Zapeando pelas mensagens de e-mail, encontrei uma nota enviada por uma colega, falando de um flash mob ocorrido nos EUA, denominado «No Pants Day». Leiam.

 

«Passageiros andam só de cueca e calcinha no metrô nos EUA. Apesar das temperaturas baixas e do rigoroso inverno no Hemisfério Norte, usuários do transporte público em várias cidades passaram o domingo sem as calças em trens urbanos.

Tudo isso graças ao «No Pants Day» (ou «Dia Sem Calças»), uma brincadeira coletiva que começou em Nova York em 2002 e já está na sua nona edição.

Os organizadores do evento, o grupo Improv Everywhere, afirma que três mil pessoas participaram da brincadeira em Nova York. O evento também já se espalhou por mais de 43 cidades em 16 países.»

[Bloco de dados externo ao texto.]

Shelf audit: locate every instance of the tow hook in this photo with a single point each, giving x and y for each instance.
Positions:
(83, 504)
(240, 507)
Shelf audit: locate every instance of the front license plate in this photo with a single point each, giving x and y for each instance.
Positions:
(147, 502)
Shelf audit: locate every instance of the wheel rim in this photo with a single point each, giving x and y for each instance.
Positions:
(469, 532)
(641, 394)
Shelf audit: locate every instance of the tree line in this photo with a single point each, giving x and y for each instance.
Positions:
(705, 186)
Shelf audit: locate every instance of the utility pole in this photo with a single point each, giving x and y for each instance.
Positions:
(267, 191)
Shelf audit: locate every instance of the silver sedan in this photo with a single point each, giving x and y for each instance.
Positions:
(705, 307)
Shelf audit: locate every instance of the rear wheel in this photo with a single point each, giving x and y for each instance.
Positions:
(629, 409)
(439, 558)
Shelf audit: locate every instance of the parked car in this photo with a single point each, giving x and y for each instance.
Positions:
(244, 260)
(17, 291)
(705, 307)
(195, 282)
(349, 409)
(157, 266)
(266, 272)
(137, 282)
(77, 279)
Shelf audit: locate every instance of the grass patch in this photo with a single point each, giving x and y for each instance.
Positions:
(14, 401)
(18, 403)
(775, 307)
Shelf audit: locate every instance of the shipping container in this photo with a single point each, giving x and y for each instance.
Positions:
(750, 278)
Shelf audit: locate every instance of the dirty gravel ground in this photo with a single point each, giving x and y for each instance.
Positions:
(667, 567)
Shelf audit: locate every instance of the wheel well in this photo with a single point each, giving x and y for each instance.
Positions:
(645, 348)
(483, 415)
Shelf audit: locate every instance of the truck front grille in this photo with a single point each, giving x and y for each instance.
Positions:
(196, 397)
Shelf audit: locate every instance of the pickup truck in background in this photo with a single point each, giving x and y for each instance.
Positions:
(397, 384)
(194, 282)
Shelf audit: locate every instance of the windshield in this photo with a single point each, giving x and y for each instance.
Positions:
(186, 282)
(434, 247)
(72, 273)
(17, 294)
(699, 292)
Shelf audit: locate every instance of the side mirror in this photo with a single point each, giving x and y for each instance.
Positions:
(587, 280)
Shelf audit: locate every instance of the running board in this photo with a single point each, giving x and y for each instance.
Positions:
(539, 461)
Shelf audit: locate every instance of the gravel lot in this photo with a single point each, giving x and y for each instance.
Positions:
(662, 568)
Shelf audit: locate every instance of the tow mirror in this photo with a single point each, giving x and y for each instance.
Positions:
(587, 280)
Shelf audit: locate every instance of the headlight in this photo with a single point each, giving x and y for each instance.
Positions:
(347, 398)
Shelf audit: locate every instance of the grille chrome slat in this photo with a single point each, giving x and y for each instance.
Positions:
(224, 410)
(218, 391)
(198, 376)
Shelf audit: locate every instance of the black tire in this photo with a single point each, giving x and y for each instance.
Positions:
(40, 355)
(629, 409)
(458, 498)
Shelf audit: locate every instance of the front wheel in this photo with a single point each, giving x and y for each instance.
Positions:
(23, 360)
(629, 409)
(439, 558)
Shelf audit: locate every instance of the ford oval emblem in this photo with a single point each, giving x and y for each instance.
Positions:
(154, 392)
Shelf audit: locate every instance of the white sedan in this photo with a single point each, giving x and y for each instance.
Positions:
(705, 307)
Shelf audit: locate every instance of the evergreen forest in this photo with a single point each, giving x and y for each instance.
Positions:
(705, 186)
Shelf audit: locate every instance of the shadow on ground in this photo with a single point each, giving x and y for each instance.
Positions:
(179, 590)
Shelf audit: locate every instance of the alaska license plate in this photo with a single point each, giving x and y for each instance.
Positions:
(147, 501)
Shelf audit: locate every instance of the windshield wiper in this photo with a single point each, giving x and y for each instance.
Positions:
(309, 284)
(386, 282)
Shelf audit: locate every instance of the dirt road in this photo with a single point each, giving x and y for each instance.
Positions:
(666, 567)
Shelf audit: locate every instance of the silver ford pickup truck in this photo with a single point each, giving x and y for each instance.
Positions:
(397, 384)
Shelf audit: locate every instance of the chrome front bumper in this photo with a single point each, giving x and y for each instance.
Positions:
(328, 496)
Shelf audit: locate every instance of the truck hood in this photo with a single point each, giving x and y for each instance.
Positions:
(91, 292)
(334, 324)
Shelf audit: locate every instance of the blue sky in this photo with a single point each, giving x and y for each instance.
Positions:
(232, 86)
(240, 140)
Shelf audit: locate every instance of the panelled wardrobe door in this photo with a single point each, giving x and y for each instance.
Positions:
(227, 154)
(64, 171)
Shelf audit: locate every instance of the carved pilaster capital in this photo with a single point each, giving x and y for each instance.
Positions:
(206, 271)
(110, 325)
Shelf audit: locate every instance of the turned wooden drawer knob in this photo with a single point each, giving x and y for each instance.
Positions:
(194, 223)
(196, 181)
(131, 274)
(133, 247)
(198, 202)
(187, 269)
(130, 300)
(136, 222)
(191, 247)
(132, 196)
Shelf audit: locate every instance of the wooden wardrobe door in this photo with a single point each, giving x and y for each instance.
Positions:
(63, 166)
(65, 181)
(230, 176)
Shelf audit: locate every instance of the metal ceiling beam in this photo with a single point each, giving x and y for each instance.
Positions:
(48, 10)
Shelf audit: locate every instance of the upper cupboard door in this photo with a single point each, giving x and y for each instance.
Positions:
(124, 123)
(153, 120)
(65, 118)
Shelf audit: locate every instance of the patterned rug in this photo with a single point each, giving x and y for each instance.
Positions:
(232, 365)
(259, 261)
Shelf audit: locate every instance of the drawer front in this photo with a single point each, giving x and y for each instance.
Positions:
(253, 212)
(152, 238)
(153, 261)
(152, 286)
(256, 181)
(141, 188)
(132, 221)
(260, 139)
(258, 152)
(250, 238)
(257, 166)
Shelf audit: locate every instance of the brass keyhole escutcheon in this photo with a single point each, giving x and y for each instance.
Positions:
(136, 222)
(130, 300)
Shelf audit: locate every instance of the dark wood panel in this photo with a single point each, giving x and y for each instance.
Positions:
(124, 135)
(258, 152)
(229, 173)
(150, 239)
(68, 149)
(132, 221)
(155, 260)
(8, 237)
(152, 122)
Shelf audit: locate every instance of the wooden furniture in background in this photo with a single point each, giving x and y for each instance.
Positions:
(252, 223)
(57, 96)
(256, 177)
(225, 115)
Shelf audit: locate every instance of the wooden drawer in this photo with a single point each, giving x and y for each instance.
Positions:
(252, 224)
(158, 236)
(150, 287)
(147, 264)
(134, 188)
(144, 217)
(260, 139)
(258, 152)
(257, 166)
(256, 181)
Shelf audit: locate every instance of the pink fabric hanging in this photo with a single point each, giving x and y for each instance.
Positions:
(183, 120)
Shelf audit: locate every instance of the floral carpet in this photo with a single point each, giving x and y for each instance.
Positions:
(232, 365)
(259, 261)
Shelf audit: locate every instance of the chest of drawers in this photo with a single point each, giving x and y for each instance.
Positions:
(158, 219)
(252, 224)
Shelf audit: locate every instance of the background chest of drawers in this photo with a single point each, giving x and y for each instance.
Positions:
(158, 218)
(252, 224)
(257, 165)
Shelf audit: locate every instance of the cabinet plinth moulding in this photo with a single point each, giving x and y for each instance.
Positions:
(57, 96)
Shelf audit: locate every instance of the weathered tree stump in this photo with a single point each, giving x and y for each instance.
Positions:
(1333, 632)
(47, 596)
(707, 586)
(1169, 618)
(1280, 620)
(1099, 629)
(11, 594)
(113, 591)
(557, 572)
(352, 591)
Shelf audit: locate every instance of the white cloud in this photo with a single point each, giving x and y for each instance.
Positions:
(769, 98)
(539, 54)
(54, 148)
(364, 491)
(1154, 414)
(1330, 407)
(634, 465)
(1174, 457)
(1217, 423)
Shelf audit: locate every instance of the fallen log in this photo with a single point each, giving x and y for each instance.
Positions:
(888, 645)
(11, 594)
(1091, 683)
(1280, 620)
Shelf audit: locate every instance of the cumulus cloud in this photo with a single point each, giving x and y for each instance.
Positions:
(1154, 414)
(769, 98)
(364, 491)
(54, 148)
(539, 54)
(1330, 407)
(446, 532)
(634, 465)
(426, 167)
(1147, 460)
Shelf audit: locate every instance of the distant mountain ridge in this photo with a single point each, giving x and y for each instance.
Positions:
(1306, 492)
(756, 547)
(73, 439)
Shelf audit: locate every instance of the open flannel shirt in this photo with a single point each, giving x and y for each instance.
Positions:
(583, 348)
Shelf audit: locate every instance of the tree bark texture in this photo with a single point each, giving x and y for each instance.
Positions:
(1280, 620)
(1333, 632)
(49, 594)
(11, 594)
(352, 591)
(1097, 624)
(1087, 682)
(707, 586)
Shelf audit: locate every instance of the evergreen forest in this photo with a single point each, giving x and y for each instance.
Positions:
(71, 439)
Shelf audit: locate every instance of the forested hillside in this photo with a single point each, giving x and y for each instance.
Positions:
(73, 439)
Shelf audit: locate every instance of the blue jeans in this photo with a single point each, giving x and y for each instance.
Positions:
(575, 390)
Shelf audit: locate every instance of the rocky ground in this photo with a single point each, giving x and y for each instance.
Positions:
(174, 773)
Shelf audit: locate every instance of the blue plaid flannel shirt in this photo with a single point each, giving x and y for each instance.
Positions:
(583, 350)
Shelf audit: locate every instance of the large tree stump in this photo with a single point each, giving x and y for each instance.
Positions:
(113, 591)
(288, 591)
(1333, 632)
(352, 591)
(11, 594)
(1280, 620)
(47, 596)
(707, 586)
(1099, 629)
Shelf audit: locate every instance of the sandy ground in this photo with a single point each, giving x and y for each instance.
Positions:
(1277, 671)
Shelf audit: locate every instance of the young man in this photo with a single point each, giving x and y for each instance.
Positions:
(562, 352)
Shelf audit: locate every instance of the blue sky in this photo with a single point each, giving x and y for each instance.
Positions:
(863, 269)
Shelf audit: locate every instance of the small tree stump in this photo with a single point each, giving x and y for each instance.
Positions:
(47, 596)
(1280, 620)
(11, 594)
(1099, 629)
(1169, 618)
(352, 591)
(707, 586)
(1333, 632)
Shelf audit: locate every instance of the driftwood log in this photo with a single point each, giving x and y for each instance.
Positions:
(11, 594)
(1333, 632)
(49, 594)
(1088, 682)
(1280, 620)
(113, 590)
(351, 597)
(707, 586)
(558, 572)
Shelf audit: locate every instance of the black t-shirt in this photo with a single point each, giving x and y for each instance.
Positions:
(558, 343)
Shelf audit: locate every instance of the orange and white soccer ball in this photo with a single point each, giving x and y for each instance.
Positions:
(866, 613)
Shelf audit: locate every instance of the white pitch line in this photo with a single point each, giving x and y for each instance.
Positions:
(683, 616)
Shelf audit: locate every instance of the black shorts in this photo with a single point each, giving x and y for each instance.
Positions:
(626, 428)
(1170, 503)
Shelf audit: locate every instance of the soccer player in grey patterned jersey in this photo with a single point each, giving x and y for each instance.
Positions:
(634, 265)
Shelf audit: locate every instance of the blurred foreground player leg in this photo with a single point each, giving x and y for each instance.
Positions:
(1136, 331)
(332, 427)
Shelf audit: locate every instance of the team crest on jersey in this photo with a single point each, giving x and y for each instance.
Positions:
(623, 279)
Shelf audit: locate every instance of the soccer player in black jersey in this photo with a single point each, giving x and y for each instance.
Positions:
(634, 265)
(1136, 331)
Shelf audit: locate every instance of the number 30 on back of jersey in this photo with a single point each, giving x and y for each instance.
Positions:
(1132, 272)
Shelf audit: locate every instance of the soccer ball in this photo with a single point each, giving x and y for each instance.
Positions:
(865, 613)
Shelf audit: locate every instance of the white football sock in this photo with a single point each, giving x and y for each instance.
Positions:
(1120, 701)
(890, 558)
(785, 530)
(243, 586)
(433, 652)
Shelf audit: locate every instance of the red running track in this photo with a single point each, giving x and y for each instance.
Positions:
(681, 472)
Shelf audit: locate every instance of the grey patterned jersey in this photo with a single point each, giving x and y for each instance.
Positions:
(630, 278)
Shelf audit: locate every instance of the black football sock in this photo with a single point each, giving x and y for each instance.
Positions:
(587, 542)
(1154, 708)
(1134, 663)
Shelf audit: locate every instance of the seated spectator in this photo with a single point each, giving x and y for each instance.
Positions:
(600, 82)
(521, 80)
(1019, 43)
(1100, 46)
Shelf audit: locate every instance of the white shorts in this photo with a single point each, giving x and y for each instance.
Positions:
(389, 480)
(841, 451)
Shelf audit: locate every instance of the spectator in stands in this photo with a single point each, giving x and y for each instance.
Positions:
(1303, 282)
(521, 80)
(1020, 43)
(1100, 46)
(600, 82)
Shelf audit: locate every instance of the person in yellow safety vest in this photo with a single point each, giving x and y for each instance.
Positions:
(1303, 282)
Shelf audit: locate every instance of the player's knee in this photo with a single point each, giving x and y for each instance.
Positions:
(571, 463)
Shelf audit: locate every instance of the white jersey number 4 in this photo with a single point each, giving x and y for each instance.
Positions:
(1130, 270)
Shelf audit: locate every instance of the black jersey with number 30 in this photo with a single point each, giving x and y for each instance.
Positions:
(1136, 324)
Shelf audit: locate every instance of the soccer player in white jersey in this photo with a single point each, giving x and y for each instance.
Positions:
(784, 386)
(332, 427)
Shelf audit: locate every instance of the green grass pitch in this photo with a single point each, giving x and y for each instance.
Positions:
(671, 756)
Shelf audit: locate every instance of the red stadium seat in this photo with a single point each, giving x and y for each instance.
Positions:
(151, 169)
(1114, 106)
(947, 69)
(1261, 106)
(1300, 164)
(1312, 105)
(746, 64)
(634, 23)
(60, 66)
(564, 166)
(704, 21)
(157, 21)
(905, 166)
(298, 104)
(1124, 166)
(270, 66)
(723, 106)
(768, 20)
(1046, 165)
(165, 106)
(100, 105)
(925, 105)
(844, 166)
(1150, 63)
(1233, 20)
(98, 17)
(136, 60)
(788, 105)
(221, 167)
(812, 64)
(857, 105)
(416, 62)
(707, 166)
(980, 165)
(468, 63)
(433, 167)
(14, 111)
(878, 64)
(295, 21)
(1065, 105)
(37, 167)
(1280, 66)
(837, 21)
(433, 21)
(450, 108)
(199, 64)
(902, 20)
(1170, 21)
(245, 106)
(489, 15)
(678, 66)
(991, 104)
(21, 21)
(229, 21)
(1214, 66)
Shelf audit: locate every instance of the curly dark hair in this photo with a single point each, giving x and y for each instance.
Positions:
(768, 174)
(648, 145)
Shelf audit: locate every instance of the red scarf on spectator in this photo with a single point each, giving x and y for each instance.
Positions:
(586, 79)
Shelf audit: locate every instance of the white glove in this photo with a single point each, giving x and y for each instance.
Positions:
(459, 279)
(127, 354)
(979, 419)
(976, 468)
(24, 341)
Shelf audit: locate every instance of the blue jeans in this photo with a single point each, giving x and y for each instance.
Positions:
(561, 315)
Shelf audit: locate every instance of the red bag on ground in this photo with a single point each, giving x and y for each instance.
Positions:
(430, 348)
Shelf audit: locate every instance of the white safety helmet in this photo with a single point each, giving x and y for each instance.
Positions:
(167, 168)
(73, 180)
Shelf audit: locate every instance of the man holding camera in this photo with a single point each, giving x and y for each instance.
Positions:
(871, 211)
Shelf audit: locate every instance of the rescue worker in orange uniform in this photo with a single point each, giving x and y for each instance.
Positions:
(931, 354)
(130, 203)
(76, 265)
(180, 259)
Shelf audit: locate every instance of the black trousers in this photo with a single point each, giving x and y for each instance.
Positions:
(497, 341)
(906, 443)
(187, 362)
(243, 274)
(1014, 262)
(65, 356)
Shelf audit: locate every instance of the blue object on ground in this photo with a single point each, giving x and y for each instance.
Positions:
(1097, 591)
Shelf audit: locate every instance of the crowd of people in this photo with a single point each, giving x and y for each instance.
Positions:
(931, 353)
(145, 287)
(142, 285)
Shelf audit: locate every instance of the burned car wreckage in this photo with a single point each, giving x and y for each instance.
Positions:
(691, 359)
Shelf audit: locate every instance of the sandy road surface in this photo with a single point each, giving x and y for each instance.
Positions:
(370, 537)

Não consegui achar a fonte do texto, mas, segundo o que andei lendo na Internet, a idéia por trás da iniciativa é colocar nas ruas e meios de transporte de massa, pessoas sem as calças, se comportando de maneira usual, com o intuito de quebrar o tabú urbano do uso de roupas - isto é, uma pequena bobagem supostamente bem humorada.

Digo bobagem, porque a roupa, em todos os sentidos, não pode ser considerada menos que uma conquista e sinal de civilização.

O flash mob é um tipo de manifestação intimamente ligado à cultura internética - e constitui em manifestação organizada através das redes sociais da web, que resultam no ajuntamento de interessados e realização de um evento de curta duração, em um lugar previamente estabelecido.

Os objetivos dos flash mobs podem ser os mais diferentes, desde o protesto, a homenagem, a dança ou, mesmo, a realização de uma brincadeira de crianças, mas a finalidade parece ser a mesma - a simples e breve celebração do encontro de pessoas com um mesmo gosto, vontade ou afinidade.

Mas, o evento que citei envolve uma tipo específico de atitude em público - a exibição do corpo quase nu, em público.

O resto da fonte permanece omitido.